En résidence à la Cité internationale de la langue française
Chaque mois, découvrez les artistes, auteurs et chercheurs accueillis en résidence à la Cité !
1 April 2026
La Cité internationale de la langue française est un lieu dédié à la promotion et à la célébration de la langue et des cultures francophones. À travers son programme de résidences artistiques et de recherche scientifique, la Cité s’engage auprès des artistes et chercheurs en leur offrant un espace d'exploration, de création et de rencontre avec les publics.
En savoir plus sur ces programmes sur la page dédiée aux résidences à la Cité.
En résidence au mois d'avril
Théâtre | Thomas Blanchard et Olivier Martin-Salvan, « Les Gaulois »
En résidence du lundi 30 mars au dimanche 12 avril 2026
Thomas Blanchard et Olivier Martin-Salvan forment un duo d’acteurs hors norme. Ils se sont rencontrés il y a une quinzaine d’années autour d’un texte de l’autrice Marion Aubert, qu’ils retrouvent aujourd’hui. Elle écrit pour eux, avec sa langue enivrante, politique, et à l’humour dévastateur une performance gauloise du XXIe siècle sans potion magique, avec nos centurions à nous, nos bardes et nos mégalithes.
↘ Filage en présence des publics scolaires le jeudi 9 avril 2026.
↘ Répétition ouverte le samedi 11 avril 2026 à 14h, dans l’Auditorium. En savoir plus
Théâtre | Anne Monfort « La Migration des cœurs », d’après Maryse Condé
En résidence du lundi 13 au samedi 25 avril 2026
Librement inspirée des Hauts de Hurlevent d’Emily Brontë, La Migration des cœurs de Maryse Condé situe l’action en Guadeloupe, au domaine de l’Engoulevent. Heathcliff est devenu Razyé, la famille Linton est la famille de Linsseuil, et le racisme, les rapports de domination, sous-jacents dans le texte de Brontë, sont explicités. Anne Monfort met en scène le roman, dans une adaptation où les fantômes se développent, les récits se multiplient et les passions se déchaînent, dans un territoire où les éléments dominent dans leur bruit et leur fureur.
↘ Répétition ouverte le samedi 25 avril 2026 à 16h, dans l’Auditorium.
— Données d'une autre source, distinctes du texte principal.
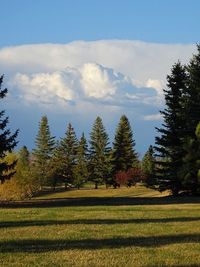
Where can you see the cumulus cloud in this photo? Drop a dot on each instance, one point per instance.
(153, 117)
(88, 82)
(81, 80)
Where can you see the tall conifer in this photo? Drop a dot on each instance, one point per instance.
(124, 155)
(7, 141)
(169, 143)
(99, 151)
(43, 152)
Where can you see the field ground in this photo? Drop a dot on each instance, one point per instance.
(104, 227)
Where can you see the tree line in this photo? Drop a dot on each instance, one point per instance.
(173, 163)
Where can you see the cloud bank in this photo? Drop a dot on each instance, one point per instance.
(85, 79)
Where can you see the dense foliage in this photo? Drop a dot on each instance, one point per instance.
(172, 164)
(7, 142)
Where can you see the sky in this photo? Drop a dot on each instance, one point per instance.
(74, 60)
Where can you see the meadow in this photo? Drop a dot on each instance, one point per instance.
(105, 227)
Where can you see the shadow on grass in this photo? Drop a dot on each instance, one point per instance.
(99, 201)
(43, 245)
(95, 221)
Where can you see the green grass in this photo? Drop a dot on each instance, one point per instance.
(132, 230)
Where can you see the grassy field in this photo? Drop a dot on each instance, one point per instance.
(122, 227)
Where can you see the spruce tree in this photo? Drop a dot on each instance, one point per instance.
(66, 156)
(81, 169)
(190, 172)
(124, 155)
(148, 167)
(99, 151)
(192, 95)
(7, 141)
(43, 152)
(169, 143)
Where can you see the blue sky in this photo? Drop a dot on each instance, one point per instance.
(75, 60)
(61, 21)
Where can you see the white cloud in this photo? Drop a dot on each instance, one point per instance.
(153, 117)
(88, 82)
(80, 80)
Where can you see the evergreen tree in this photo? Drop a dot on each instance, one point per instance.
(24, 157)
(66, 156)
(148, 167)
(124, 155)
(81, 169)
(43, 152)
(190, 172)
(7, 141)
(169, 143)
(192, 95)
(99, 150)
(27, 185)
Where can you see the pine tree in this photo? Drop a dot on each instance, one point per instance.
(192, 95)
(81, 169)
(99, 150)
(43, 152)
(27, 186)
(7, 141)
(66, 156)
(190, 172)
(124, 155)
(169, 143)
(148, 167)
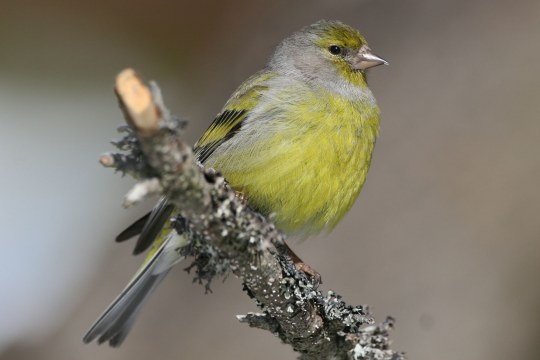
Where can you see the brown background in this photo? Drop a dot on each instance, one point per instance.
(444, 237)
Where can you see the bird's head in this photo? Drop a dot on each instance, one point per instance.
(326, 50)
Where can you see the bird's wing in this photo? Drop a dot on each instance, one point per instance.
(229, 121)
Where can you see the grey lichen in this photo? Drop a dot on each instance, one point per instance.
(229, 237)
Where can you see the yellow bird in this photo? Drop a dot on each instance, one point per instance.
(296, 139)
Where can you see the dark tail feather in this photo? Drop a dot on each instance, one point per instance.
(148, 226)
(133, 230)
(114, 324)
(159, 215)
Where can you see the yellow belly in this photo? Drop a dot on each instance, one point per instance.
(311, 171)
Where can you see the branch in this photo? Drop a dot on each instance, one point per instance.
(227, 236)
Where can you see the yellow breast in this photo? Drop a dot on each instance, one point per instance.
(310, 171)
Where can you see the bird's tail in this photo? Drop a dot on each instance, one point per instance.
(114, 324)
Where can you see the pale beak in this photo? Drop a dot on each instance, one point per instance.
(365, 59)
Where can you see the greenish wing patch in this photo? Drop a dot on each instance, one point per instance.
(225, 126)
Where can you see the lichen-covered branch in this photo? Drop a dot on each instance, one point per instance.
(227, 236)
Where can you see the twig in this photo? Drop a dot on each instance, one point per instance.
(230, 237)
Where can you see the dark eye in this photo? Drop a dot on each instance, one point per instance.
(335, 50)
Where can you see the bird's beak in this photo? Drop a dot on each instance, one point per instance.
(365, 59)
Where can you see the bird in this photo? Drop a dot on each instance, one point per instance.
(295, 139)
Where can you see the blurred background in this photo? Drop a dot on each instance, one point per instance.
(445, 236)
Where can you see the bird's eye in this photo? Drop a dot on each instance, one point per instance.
(335, 50)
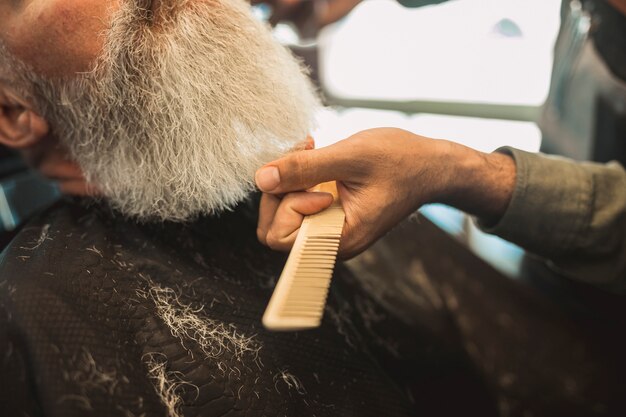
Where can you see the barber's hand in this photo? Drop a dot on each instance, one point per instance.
(383, 175)
(52, 160)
En savoir plus
Ecriture | Marc Blanchet « DOPPELNATURE »
En résidence du lundi 27 avril au jeudi 28 mai 2026
En partenariat avec la Künstlerhaus Edenkoben
La Cité internationale de la langue française et la Künstlerhaus Edenkoben de la Fondation Rhénanie-Palatinat pour la culture s’associent pour donner naissance à un programme de résidence dédiée à la poésie, et plus particulièrement l’écriture naturaliste. Dans le cadre de cet échange, un auteur francophone et un auteur germanophone seront réunis pour effectuer simultanément une résidence de deux mois : un mois à la Künstlerhaus Edenkoben, incluant une participation des deux résident(e)s au Salon du livre de Leipzig au mois de mars 2026, et un mois à la Cité.
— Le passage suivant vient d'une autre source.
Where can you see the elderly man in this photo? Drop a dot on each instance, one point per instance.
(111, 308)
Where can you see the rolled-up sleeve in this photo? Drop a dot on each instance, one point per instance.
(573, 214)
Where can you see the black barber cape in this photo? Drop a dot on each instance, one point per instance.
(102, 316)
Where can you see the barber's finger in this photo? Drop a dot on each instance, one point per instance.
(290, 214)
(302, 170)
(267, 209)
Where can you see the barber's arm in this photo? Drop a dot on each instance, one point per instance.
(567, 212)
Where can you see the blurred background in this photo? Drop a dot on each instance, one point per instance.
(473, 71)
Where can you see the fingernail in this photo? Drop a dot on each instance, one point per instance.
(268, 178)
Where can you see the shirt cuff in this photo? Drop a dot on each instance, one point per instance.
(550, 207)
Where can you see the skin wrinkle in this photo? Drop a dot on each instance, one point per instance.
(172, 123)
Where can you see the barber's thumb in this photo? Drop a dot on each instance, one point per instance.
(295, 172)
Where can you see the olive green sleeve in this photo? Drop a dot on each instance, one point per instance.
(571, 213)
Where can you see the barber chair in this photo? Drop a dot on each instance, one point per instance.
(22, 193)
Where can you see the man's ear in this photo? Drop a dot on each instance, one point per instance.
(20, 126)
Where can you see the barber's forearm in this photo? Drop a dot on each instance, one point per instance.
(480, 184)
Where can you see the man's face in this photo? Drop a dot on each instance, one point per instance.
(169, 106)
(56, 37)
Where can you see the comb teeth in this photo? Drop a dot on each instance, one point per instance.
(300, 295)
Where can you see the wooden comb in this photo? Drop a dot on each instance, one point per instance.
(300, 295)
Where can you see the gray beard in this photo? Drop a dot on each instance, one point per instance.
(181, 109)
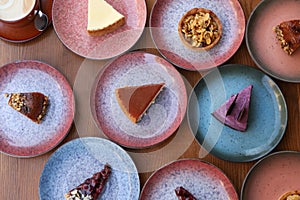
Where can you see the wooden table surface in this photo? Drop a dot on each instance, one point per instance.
(20, 176)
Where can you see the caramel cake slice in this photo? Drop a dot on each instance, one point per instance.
(184, 194)
(103, 18)
(135, 100)
(288, 34)
(92, 187)
(291, 195)
(32, 104)
(234, 112)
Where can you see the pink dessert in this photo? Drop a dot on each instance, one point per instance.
(234, 112)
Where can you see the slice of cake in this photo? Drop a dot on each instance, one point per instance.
(103, 18)
(32, 104)
(184, 194)
(135, 100)
(200, 29)
(92, 187)
(234, 112)
(288, 34)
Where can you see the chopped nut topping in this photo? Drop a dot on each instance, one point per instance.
(200, 28)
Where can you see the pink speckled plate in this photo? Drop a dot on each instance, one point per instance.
(164, 20)
(19, 136)
(70, 22)
(202, 179)
(162, 118)
(28, 32)
(261, 40)
(272, 176)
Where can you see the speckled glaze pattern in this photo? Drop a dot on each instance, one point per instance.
(262, 43)
(79, 159)
(267, 113)
(28, 32)
(164, 20)
(272, 176)
(70, 22)
(161, 119)
(19, 136)
(202, 179)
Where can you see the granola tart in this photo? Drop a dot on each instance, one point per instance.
(288, 34)
(200, 29)
(183, 194)
(32, 104)
(92, 187)
(291, 195)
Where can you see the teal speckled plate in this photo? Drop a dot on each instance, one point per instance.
(267, 114)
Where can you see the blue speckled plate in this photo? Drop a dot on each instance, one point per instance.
(19, 136)
(203, 180)
(164, 20)
(79, 159)
(267, 113)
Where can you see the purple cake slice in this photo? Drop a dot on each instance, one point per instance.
(234, 112)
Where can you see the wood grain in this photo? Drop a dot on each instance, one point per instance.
(20, 177)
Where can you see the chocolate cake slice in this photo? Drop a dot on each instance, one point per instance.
(135, 100)
(183, 194)
(234, 112)
(92, 187)
(288, 34)
(32, 104)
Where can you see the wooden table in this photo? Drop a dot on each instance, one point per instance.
(20, 176)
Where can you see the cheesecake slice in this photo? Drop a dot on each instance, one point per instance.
(135, 100)
(288, 34)
(103, 18)
(92, 187)
(183, 194)
(234, 112)
(32, 104)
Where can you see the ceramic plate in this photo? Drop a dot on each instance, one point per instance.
(272, 176)
(19, 136)
(201, 179)
(261, 40)
(70, 22)
(28, 32)
(79, 159)
(267, 113)
(162, 118)
(164, 20)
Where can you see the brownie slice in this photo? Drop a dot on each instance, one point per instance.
(92, 187)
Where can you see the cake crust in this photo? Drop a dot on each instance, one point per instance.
(108, 29)
(290, 195)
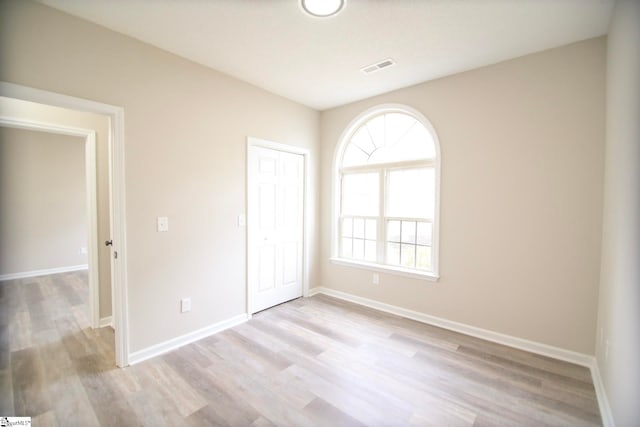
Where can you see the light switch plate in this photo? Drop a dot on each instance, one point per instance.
(163, 223)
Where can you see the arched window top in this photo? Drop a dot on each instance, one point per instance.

Écrire la nature au plus près. Parler de ce qui est proche, du peu qui nous entoure, arbres, plantes, fleurs, présences animales et minérales, à l’endroit même où l’on se tient : tel est le nouveau projet poétique de Marc Blanchet, DoppelNature. L’auteur poursuit ici l’écriture de sa poésie comme un acte de partage, où la fragilité de ce qui nous environne élève à un désir de préservation, d’accompagnement, d’écoute de la nature.
Ecriture | Felix Reinhuber « 0 » (« zéro »)
En résidence du lundi 27 avril au jeudi 28 mai 2026
En partenariat avec la Künstlerhaus Edenkoben
La Cité internationale de la langue française et la Künstlerhaus Edenkoben de la Fondation Rhénanie-Palatinat pour la culture s’associent pour donner naissance à un programme de résidence dédiée à la poésie, et plus particulièrement l’écriture naturaliste. Dans le cadre de cet échange, un auteur francophone et un auteur germanophone seront réunis pour effectuer simultanément une résidence de deux mois : un mois à la Künstlerhaus Edenkoben, incluant une participation des deux résident(e)s au Salon du livre de Leipzig au mois de mars 2026, et un mois à la Cité.
Dès son premier recueil de poésie schatten-impulse, les poèmes de Felix Reinhuber interrogent la présence et l’absence, ou plutôt la présence dans l’absence. La nature disparue ou en voie de disparition, dans sa sublimité qui subsiste néanmoins par endroits, dans les épiphanies encore partiellement possibles au quotidien, occupe une place centrale dans son second recueil, « 0 », dans lequel l’auteur intensifie son exploration du vide, de l’absence, qui s’éprouve notamment dans une nature dépourvue de présence humaine.